As you can see from this picture of the sun in the tree opposite the Pullens Centre, the weather this past few days has been crystal clear and freezing cold. The kind of conditions that surely call for the kind of hot and spicy soup of which Signor Atif is a past master.
Carlo is establishing himself as the Soup Kitchen's midweek attraction and his style is becoming familiar: on Wednesday, he makes a powerfully-flavoured soup which he calls by some enigmatic name that gives no clue as to the constituents of the soup, although its usually supported by such weighted adjectives as 'vegan' and 'organic'. This week's concoction was billed as 'Sweet 'n' sour Valentine': basically, a very gingery orange broth with pearl barley in the bottom. When I say gingery, it cleared the sinuses. Carlo told me he made it 'Thai style' and I'm not sure what that means, but I suspect what he did was grate the ginger and boil it up to make an infusion, added to finish what was a sensational and distinctly adult soup.

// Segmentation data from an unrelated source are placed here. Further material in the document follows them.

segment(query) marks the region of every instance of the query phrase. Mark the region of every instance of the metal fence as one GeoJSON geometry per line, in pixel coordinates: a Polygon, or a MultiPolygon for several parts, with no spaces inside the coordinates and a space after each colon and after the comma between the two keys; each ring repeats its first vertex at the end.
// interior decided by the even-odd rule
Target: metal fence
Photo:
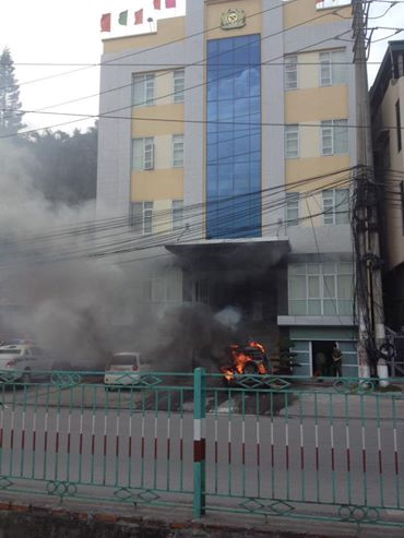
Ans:
{"type": "MultiPolygon", "coordinates": [[[[121,373],[121,372],[120,372],[121,373]]],[[[376,380],[0,374],[0,490],[404,526],[404,397],[376,380]],[[27,381],[25,379],[25,381],[27,381]]]]}

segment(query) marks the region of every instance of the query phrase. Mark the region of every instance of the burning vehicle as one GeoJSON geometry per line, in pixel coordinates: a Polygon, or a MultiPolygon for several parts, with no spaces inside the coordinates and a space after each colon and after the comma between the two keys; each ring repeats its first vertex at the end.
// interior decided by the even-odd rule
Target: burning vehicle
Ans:
{"type": "Polygon", "coordinates": [[[278,364],[271,364],[264,346],[258,342],[228,346],[224,356],[221,372],[227,384],[234,383],[237,375],[293,375],[294,369],[300,367],[290,352],[278,364]]]}
{"type": "Polygon", "coordinates": [[[231,345],[225,348],[226,364],[221,368],[229,383],[237,374],[265,375],[270,373],[270,362],[262,344],[249,342],[247,345],[231,345]]]}

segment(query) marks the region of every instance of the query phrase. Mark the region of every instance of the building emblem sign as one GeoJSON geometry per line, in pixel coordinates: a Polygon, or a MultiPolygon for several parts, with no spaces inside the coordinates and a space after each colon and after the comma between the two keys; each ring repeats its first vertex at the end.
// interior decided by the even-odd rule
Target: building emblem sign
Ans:
{"type": "Polygon", "coordinates": [[[243,10],[227,10],[222,13],[222,29],[242,28],[242,26],[246,26],[246,12],[243,10]]]}

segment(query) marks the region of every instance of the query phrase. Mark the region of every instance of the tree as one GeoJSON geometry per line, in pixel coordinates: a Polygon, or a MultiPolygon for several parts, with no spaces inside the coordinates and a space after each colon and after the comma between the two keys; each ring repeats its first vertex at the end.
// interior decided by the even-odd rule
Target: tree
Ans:
{"type": "Polygon", "coordinates": [[[29,136],[34,157],[29,174],[49,202],[73,206],[95,199],[97,132],[95,124],[84,133],[46,130],[29,136]]]}
{"type": "Polygon", "coordinates": [[[14,62],[5,47],[0,56],[0,135],[15,134],[23,129],[23,116],[14,62]]]}

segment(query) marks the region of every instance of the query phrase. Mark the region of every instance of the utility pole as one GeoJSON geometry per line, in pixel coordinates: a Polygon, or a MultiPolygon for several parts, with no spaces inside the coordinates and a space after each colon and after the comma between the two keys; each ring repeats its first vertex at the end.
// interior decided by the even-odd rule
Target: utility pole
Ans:
{"type": "Polygon", "coordinates": [[[375,182],[371,140],[370,99],[367,74],[367,17],[369,3],[353,0],[354,64],[356,79],[356,143],[361,169],[355,183],[357,244],[357,308],[359,315],[359,367],[368,364],[373,372],[384,343],[384,310],[379,246],[378,190],[375,182]]]}

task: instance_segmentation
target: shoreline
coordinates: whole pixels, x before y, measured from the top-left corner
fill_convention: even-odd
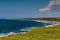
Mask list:
[[[57,26],[57,25],[60,25],[60,22],[54,22],[54,21],[43,21],[43,20],[32,20],[32,21],[37,21],[37,22],[43,22],[43,23],[51,23],[52,25],[46,25],[44,27],[53,27],[53,26]],[[35,27],[33,27],[35,28]],[[38,28],[38,27],[37,27]],[[29,29],[29,31],[31,30],[32,28]],[[8,37],[10,35],[16,35],[16,34],[25,34],[26,32],[20,32],[20,33],[14,33],[14,32],[9,32],[7,34],[0,34],[0,37]]]

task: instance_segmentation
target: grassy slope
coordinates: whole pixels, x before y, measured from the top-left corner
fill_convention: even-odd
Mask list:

The day after, Carlo tends to extend what's left of his soup from the day before by adding a green vegetable puree, re-jigging the spices, and serving the soup with garlic bread as croutons. This week, he used broccoli (billed on the black board as 'Something Fab') and the resulting soup was thicker and heartier. Or maybe that was just me, getting into the festive mood a couple of weeks early.
Freed from the need to make soup from scratch, Carlo can focus his considerable culinary expertise upon the pasta, as Thursday is Pasta Nite. Again this week, he served fusilli with an extraordinary, fruity veggie sauce that defies conventional notions of Italianate, tomato-based pasta dishes. This one incorporated rhubarb (rhubarb!), which was a first for me, and was accompanied by a crisp carrot and sultana salad. Which was nice.
Although there weren't really enough takers to make it worth his while, hopefully Carlo will persevere with Pasta Nite for at least a few weeks into the New Year, until sufficient numbers of people get used to the idea that they can eat their dinner at the Pullens Centre on Thursday evenings.